[RFC] First (incomplete) cut of Xen paravirt binding

jeremy at goop.org (Jeremy Fitzhardinge) · Wed, 26 Jul 2006 23:37:52 -0700

Rusty Russell wrote:
> 	I want to make three changes to this over time:
>
> 1) Copy the ops structure in the asm, based on value of %ebx (0 == xen,
> etc).  Only copy the non-NULL entries, to make implementing ops simple
> (eg.
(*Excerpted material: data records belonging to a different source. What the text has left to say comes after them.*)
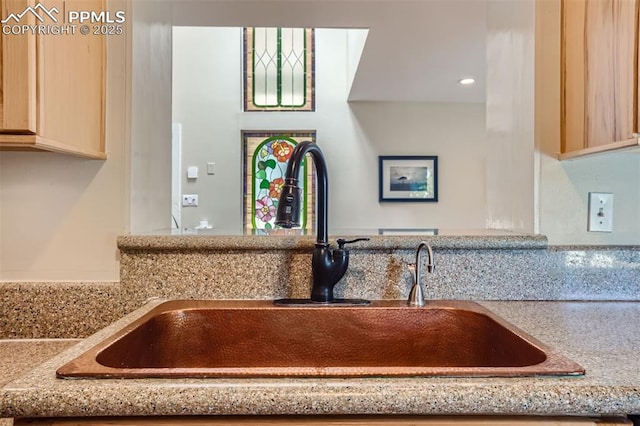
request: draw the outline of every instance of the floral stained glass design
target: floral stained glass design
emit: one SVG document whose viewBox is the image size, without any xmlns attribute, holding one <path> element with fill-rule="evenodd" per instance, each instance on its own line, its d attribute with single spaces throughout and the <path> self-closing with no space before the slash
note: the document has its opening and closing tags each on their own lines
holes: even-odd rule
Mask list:
<svg viewBox="0 0 640 426">
<path fill-rule="evenodd" d="M 245 147 L 245 228 L 272 230 L 287 164 L 295 146 L 314 140 L 314 133 L 243 133 Z M 313 223 L 313 185 L 311 166 L 303 163 L 301 177 L 303 206 L 300 224 L 310 229 Z"/>
</svg>

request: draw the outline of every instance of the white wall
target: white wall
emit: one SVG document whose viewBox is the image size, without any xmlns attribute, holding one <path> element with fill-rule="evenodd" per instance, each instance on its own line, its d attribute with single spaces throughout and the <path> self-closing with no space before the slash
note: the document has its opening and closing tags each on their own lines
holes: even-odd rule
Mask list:
<svg viewBox="0 0 640 426">
<path fill-rule="evenodd" d="M 608 154 L 559 162 L 544 155 L 540 232 L 552 244 L 640 243 L 640 155 Z M 612 192 L 613 232 L 588 232 L 589 192 Z"/>
<path fill-rule="evenodd" d="M 487 228 L 534 231 L 535 0 L 487 2 Z"/>
<path fill-rule="evenodd" d="M 127 26 L 107 40 L 106 161 L 0 152 L 0 281 L 119 280 L 116 238 L 129 219 L 129 36 Z"/>
<path fill-rule="evenodd" d="M 171 224 L 171 3 L 133 1 L 130 232 Z"/>
<path fill-rule="evenodd" d="M 244 113 L 241 29 L 174 29 L 173 121 L 182 124 L 183 170 L 200 169 L 195 182 L 186 174 L 182 182 L 183 193 L 200 198 L 183 208 L 182 227 L 207 219 L 241 230 L 241 130 L 317 131 L 331 229 L 484 227 L 484 105 L 347 103 L 348 34 L 316 31 L 316 112 Z M 378 155 L 438 155 L 440 201 L 380 204 Z M 207 162 L 216 163 L 214 176 Z"/>
</svg>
Xen doesn't want to override all ops).  Xen wants %esi, so I might
> have to move that to %eax: I'll see how it works out.
>   

I'm coming to the conclusion that having separate entrypoints for each 
hypervisor is really the right way to go.  Assuming that all hypervisors 
have some way to set the entrypoint, then its reasonable to also assume 
they're each going to have a different method for doing do (ideally 
orthogonal to each other).  That means that if Xen does it with its 
__xen_guest string section and VMI does it some other (possibly similar) 
way, they can all get along.

It isn't clear to me who sets %ebx in your proposal.  If you're 
suggesting that the hypervisors do it, it seems like a bit presumptuous 
to have a specific mechanism just for us.  If you're saying that a 
common PV startup function needs to try to sniff what hypervisor its 
under, that seems very tricky, particularly since we can't take any 
faults at that point.

Its also possible that a hypervisor is fully virtualizing, so that boot 
proceeds via the normal startup_32 path, but at some later point the 
guest can register some pv_ops for better performance.  (Similar to your 
idea for an in-kernel modular hypervisor.)
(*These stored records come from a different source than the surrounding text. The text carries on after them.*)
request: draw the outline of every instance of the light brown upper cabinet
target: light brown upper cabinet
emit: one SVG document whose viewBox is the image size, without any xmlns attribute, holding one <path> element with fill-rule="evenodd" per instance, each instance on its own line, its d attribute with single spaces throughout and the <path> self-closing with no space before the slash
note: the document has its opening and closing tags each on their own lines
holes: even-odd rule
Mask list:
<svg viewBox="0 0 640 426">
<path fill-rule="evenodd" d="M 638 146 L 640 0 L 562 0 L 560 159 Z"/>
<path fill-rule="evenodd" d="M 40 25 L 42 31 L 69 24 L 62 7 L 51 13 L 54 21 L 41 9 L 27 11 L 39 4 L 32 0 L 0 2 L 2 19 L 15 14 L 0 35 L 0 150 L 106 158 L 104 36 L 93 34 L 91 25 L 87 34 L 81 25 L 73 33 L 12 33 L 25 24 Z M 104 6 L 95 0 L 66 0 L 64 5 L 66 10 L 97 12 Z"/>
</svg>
At some future point, it would be nice to be able to load replacement 
paravirt ops implementations via multiboot/grub modules (or some similar 
mechanism), so that a the interface to the hypervisor can be updated for 
old guests.  I envision that it would steal control away from the 
in-kernel paravirt code by redirecting the entrypoint, install a new 
pv_ops structure and then boot as normal (I haven't investigated this at 
all; this is just the most plausible-sounding mechanism I thought of).  
This would be the moral equivalent of compiling a new scsi driver for an 
old kernel in order to support new hardware.  It's similar to the idea 
that VMI can replace the ROM from boot to boot, but at a source-level 
API level rather than a fixed long-term ABI.

I also considered the idea of having NULL pointers in the pv_ops 
structure and only copying non-NULL pointers, but I decided against it.  
It seems cleaner to me to explicitly set the pointer to the nopara_ 
function, so that you can easily look at the structure and see which 
functions have been implemented and which have been forgotten.

> 2) Call *paravirt_ops.init rather than hardcoded xen_start_kernel.
>   

That seems particularly pointless.  By the time you need to call it, you 
already know which hypervisor you're under so you could just call it 
directly.  Since there's not much common code between the various 
hypervisor startups (not much code at all, full-stop), there doesn't 
seem to be much scope for usefully sharing code.

> 3) Rename from xen-head.S to paravirt-head.S.
>   

My plan was that there would be a paravirt-foo directory for each 
hypervisor, and a corresponding foo-specific entrypoint in head.S, which 
would be included from foo-head.S.

>> I also haven't really gone over the list of paravirt ops in detail to 
>> see if they're really what we want; I figure that will come up as I keep 
>> adapting Xen to the interface.  But an obvious seems to be we should 
>> have explicit flush_tlb/multicast_flush_tlb calls rather than simply 
>> relying on reloading cr3.
>>     
>
> Yep, and I thought about set_tss_desc, rather than lower-level ops,
> because Xen doesn't want it at all.  But see how you go..
>   

Yeah.  I was just looking at load_idt, which is pretty strange.  The Xen 
version of it ignores the argument and always loads its own exception table.

I'm thinking that if we need it at all, it should be called something 
like load_exceptions(void).  Perhaps it should take the argument, but 
only do something if it == &idt_descr...

    J